Carson: Go in peace and forge the path you wish. You have all the skill needed to really become a succesfull writer. Gain the confidence and just let it all go man. Just let it fly and get it done. You can do it. Nothing can stop you. As long as you don't stop yourself. You have all the qualities of a professional...and you like butt sex. How can you possibly go wrong? You can't!!! So don't even worry about it man. Too bad we never got that...um...thing...done. ;) Maybe one day we'll get around to it, when the time is right, and the lube is plentiful...;) Good luck my friend. Go in peace.

Yui: A true friend and constant source of compassion and genuine goodiness. Your bright outlook is second only to your complete understanding of what needs to be said at the right place and time. Don't ever think yourself rude. I know you shy away sometimes. I like to hear what you have to say, because you actually have something to say. That's rare sometimes. You say things that need to be said. Don't ever stop. Be strong and I hope one day you find Mr. Day and Night. Until that time, may your dreams be sweet as fresh honey, and as spicy as a habanero peper. O-yasumi nasai. Ki o tsukete kudasai.



I'm sorry to those I left out.
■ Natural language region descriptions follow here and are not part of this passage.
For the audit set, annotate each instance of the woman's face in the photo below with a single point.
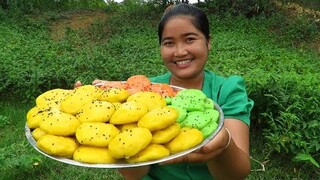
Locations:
(184, 49)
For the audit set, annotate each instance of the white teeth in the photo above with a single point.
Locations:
(183, 62)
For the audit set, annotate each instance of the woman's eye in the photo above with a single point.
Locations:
(190, 40)
(167, 43)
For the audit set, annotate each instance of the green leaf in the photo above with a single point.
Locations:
(306, 157)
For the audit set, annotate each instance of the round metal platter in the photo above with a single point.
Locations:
(124, 164)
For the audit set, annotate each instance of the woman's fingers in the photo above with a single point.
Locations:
(207, 152)
(218, 142)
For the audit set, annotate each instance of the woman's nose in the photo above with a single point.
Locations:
(180, 50)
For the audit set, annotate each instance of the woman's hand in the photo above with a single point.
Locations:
(207, 152)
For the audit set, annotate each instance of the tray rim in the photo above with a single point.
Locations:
(33, 143)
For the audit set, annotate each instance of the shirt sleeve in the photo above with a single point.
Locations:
(234, 100)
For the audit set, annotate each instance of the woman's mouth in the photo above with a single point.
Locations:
(184, 62)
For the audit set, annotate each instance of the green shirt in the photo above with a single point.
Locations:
(230, 94)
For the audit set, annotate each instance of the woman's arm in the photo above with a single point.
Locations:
(134, 173)
(232, 162)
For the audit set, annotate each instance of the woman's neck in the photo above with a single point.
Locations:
(194, 83)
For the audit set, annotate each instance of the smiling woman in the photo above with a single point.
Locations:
(184, 47)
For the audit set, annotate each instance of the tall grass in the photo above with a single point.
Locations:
(125, 43)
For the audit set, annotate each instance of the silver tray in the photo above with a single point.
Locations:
(124, 164)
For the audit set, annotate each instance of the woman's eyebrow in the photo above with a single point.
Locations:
(183, 35)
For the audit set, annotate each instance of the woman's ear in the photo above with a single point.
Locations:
(209, 44)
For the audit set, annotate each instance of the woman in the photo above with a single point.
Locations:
(185, 43)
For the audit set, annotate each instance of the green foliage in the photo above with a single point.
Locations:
(281, 79)
(33, 6)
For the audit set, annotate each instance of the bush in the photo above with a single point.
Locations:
(283, 81)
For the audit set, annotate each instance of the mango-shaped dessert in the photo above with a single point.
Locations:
(165, 135)
(95, 111)
(127, 127)
(129, 143)
(57, 145)
(159, 118)
(165, 90)
(186, 139)
(35, 115)
(150, 153)
(52, 98)
(60, 124)
(79, 97)
(37, 133)
(96, 133)
(129, 112)
(190, 99)
(114, 95)
(196, 119)
(151, 99)
(138, 83)
(93, 155)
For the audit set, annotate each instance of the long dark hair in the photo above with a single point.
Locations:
(198, 18)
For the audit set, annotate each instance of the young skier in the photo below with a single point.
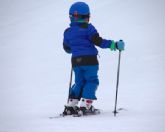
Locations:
(80, 40)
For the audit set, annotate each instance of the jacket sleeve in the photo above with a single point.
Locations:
(66, 46)
(95, 38)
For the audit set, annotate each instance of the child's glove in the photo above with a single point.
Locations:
(117, 45)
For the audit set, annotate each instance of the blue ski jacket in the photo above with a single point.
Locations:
(80, 39)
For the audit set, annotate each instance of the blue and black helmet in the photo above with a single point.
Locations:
(79, 12)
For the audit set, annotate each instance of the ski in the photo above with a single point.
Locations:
(96, 112)
(89, 113)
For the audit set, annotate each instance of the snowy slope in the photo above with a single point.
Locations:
(34, 69)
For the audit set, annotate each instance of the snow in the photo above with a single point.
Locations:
(35, 71)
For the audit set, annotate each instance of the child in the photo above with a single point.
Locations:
(80, 40)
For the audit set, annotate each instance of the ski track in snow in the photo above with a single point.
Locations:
(34, 69)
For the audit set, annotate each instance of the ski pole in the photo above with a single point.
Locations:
(70, 83)
(117, 84)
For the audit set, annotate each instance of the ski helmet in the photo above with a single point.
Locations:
(79, 12)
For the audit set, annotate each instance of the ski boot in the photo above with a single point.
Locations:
(71, 108)
(86, 108)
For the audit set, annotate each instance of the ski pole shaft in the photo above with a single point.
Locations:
(70, 83)
(117, 84)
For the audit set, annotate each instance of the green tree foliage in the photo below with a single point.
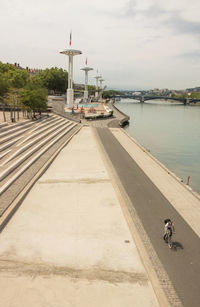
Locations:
(195, 95)
(4, 86)
(54, 79)
(11, 77)
(34, 99)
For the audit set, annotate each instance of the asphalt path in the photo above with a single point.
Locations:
(182, 264)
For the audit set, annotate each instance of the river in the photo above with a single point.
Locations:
(170, 131)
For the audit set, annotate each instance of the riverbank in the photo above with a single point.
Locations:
(71, 235)
(170, 132)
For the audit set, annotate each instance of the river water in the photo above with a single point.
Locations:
(170, 131)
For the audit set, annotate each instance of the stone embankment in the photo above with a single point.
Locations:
(24, 148)
(122, 117)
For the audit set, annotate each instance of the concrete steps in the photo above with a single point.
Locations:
(22, 148)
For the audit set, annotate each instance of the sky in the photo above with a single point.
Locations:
(134, 44)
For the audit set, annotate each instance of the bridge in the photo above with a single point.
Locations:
(143, 98)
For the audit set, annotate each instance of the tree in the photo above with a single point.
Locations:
(34, 99)
(4, 86)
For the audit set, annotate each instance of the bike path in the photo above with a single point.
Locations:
(182, 264)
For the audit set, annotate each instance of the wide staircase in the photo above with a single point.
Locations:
(22, 144)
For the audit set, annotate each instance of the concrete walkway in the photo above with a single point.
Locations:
(69, 243)
(181, 198)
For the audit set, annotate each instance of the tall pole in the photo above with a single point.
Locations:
(97, 85)
(86, 70)
(70, 92)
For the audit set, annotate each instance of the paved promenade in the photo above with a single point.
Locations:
(69, 243)
(152, 194)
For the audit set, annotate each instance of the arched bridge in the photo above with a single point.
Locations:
(143, 98)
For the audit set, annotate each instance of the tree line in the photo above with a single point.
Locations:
(21, 90)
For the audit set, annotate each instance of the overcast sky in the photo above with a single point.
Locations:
(133, 43)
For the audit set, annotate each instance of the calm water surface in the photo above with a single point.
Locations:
(171, 132)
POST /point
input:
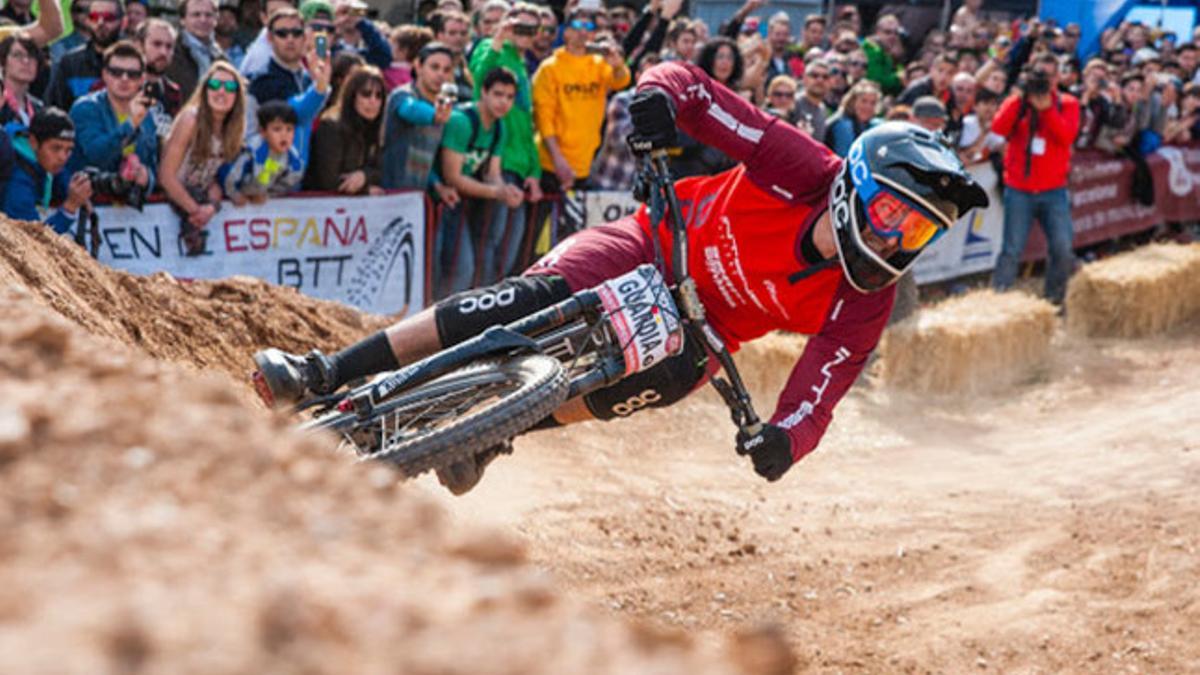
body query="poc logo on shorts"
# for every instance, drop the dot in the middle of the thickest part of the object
(486, 300)
(636, 402)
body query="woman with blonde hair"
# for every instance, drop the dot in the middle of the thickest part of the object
(853, 117)
(207, 133)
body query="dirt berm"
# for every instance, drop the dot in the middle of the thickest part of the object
(154, 521)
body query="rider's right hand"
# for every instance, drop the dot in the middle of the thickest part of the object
(654, 126)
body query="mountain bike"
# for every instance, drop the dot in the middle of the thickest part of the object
(487, 389)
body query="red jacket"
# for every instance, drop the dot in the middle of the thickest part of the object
(747, 230)
(1057, 129)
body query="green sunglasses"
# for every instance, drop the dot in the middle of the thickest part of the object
(231, 85)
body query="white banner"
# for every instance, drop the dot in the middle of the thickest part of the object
(973, 244)
(969, 248)
(606, 205)
(364, 251)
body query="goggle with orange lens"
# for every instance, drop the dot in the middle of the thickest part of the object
(891, 216)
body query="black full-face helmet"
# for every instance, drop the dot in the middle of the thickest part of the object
(898, 191)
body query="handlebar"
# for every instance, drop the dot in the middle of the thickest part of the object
(654, 186)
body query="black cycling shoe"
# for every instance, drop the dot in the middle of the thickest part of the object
(285, 378)
(463, 475)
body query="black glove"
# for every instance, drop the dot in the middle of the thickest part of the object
(771, 451)
(653, 117)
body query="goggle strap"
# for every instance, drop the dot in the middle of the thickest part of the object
(856, 231)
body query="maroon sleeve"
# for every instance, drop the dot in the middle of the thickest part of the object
(831, 363)
(779, 157)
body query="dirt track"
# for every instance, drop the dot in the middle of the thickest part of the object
(163, 524)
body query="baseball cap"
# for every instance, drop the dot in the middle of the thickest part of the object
(52, 123)
(309, 9)
(928, 107)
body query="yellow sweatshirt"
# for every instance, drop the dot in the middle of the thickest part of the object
(569, 96)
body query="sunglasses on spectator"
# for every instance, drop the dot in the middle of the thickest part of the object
(124, 73)
(215, 84)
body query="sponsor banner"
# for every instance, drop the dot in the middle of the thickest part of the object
(1103, 205)
(1103, 208)
(365, 251)
(607, 205)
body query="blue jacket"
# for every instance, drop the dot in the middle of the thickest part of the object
(257, 172)
(30, 190)
(277, 83)
(411, 141)
(100, 138)
(73, 77)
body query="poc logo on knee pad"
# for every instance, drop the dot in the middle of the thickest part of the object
(634, 404)
(486, 300)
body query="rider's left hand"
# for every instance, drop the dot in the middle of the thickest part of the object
(771, 451)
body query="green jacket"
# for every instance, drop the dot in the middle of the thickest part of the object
(520, 151)
(880, 67)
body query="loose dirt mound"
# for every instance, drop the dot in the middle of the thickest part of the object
(155, 523)
(154, 520)
(202, 323)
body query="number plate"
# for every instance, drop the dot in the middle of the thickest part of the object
(643, 317)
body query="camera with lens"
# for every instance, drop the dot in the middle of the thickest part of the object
(112, 185)
(1033, 82)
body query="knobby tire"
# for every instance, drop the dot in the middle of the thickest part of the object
(540, 386)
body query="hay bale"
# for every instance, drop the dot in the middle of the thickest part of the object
(967, 344)
(1143, 292)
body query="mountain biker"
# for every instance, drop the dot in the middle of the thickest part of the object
(766, 240)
You all mean something special to me, but these things had to be said to these people. Time is running short and I fear the chance may not come around again. I had to let them know. Please understand. Why do I post this long post seemingly leading to nothing? Because I don't plan to come back here anymore. I had delusions of granduer that I would return when the time is right and settle back down with old friends and chat up a storm again. Laying back in my chair having fun and just shooting the breeze was the plan. But the best layed plans often go to waste, just has the time has. The night is here now. It's time to start my work and prepare for the road ahead. I have to pack my bags, metaphorically speaking, and get ready for a journey. This time, I'm not alone. I never was. I know that now. Friends...take care.


Pasha,

I just read the message you left in the Last thread and replayed to it. Thanks :kiss:

I wish you all the best my friend.

hugs,
Moonie
 
Rika

You know maybe this should have been left off the public forums. Maybe not every one involved wanted this announced to the whole world. Come to think of if, I think this isn't the first time you've brought a private matter to this forum and it pissed off other parties involved. Asking for help is fine, you want to announce that you're getting it, fine. But when a situation involves some one else, you really should consider if they would like it to be public knowledge before you go posting it. Just a thought.